Pitkin Marsh to be preserved, restored
Owner, conservationists reach deal for 27-acre site
Last Modified: Wednesday, August 15, 2007 at 6:25 a.m.
Saving Pitkin Marsh, a 27-acre site on busy Highway 116 where some of Sonoma County’s rarest plants thrive, will cost almost $1¬million under a financial deal approved Tuesday by Sonoma County supervisors.
Supervisors approved contributing $400,000 from Agricultural Preservation and Open Space District funds in an arrangement that also requires that the Sonoma Land Trust seek $570,000 from the state Wildlife Conservation Board of the California Department of Fish and Game.
An additional $100,000 in Open Space District funds was approved by supervisors for spending on restoration in the marsh that sits in the Atascadero Creek watershed between Graton and Forestville.
Under the arrangement, the Sonoma Land Trust will eventually get title to the land and will be responsible for maintenance, restoration and developing public access.
West county supervisor Mike Reilly calls the Pitkin Marsh purchase “probably the most important natural resource acquisition that the district has done.”
Reilly and other advocates of open space acquisition noted the site was on the path to being developed as a 29-bed inpatient health care facility when it encountered objections from neighbors and government agencies seeking environmental protections.
The marsh is home to a number of rare plant species, including the white sedge, which was believed extinct until discovered on the site in 1983. About 20 years ago, Pitkin Marsh was at the top of the county planning department’s “Atlas of Natural Habitat,” ahead of even the Laguna de Santa Rosa.

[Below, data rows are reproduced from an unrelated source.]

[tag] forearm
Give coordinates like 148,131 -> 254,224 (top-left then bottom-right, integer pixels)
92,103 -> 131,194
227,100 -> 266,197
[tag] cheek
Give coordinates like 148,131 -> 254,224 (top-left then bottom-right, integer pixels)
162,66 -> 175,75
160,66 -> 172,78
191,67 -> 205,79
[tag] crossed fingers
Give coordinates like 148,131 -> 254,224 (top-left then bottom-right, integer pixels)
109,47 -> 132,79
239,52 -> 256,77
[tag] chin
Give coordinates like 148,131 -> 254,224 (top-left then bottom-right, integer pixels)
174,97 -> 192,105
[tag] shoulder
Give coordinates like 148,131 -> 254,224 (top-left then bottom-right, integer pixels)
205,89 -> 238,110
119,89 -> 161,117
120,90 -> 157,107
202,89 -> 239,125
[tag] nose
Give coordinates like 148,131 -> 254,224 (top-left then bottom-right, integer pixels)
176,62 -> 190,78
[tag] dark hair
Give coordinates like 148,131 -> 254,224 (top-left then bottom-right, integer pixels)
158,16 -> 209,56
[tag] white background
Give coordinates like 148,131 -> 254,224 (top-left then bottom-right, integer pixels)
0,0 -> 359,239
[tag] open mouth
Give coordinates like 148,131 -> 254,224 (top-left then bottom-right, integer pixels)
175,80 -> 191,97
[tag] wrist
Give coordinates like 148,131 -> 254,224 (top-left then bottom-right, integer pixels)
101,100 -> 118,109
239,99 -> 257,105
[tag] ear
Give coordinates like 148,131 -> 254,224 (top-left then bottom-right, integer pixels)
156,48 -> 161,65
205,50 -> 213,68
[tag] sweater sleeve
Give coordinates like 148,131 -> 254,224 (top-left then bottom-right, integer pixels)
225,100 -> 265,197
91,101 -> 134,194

Conservationists and neighbors said Tuesday they were grateful that property owner and chiropractor Alan Goldhamer was a cooperative and willing seller after his plans for a nutritional facility were not realized. Goldhamer said his company, Synergy PMC, had spent two years and about $1.6 million in environmental studies in attempting to develop the site.
Previous landowners had used the site, which contains woodlands, grasslands and about 15 acres of wetlands, as a place for cattle and sheep to graze.
Appraisers for the Open Space District put the value of the property at $970,000, according to a district associate planner, Marta Puente.
“The district wants to protect it, but not own it,” Puente said.
Sonoma Land Trust conservation director Wendy Eliot said the nonprofit agency “would be cautious” about visitors on the property because of its ecological importance.
“As little as four months ago, this property was slated for institutional development,” Eliot said. “It is a museumlike property.”
Jon Sassin, whose property abuts the site and who organized the 70-member Friends of Pitkin Marsh, said he intends to negotiate a conservation easement on his land and he hopes others do the same in order to preserve the area.